I’m getting ready to have my engine dyno’d and need to pick a carb and fuel pump. It’s a 487 build with KRE D port heads and 10:1 compression. I attached a photo of the cam card. I’m thinking of an 850 DP and an aftermarket mechanical fuel pump. Is there someone you would recommend for tuning/setting the carb up? I’m only doing this for the dyno run once it’s in the car I plan on going with an FI unit that I already have. I just don’t want to fuss with the EFI during engine break in. Thanks for your help. 

Mike


----------



## bigD (Jul 21, 2016)

Just curious, when you say "pick", do you mean borrow, buy used, buy new, or what ? 


If you're gonna buy, it would probably be wise to buy something you can quickly sell, when you're thru with 'em. 

I'd 1st check with the dyno shop. They may have an electric pump they use for dyno pulls. May also have dyno carbs to loan or rent. 

If you were going to keep a manual only pump on the car, I think the RobbMc pumps are considered the best. 

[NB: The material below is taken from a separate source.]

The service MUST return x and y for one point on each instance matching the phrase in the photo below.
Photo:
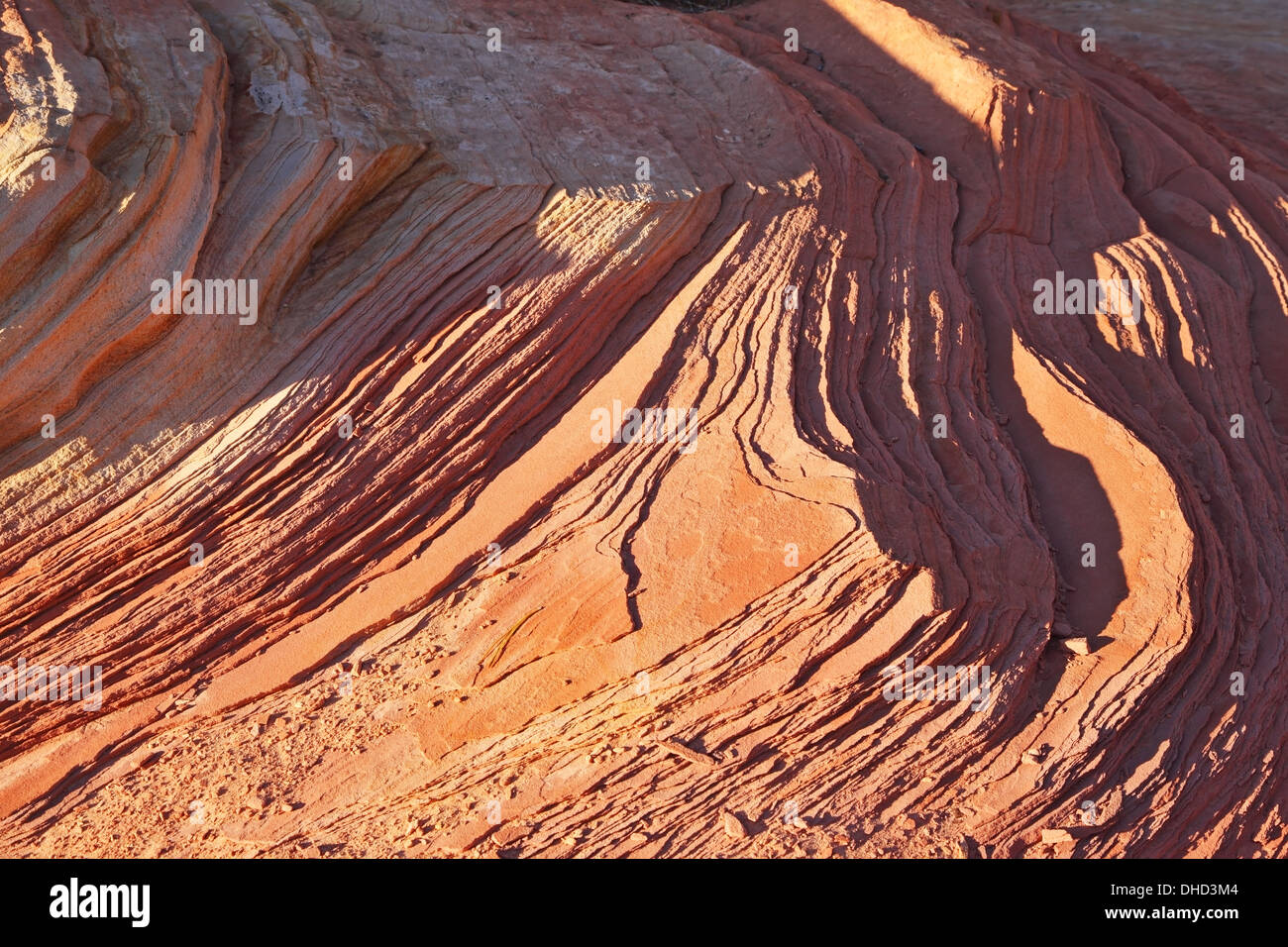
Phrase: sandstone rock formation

https://www.robbmcperformance.com/products/pontiac550.html

I think the best Carter is the M6907.

https://www.ebay.com/itm/Carter-M69...c:ShippingMethodExpress!71251!US!-1:rk:1:pf:0

On my 455 bracket cars I used a stock type manual, with a Carter elec pusher pump back near the tank, for track runs. Don't know how much you wanna spend for carb or pump.


----------



## GTO44 (Apr 11, 2016)

I've done a few Holley snipers on various motors. Everytime they fire up with the first hit of the key. I wouldnt be afraid of using the efi to do the break in. If anything its better as it will use it's brain, base map, self learning fuel table, iac capability, and an AFR target to keep the car running (and timing if you set it up for efi control). Plus you already have the efi unit and wouldnt need to buy a carb for a one time use.


----------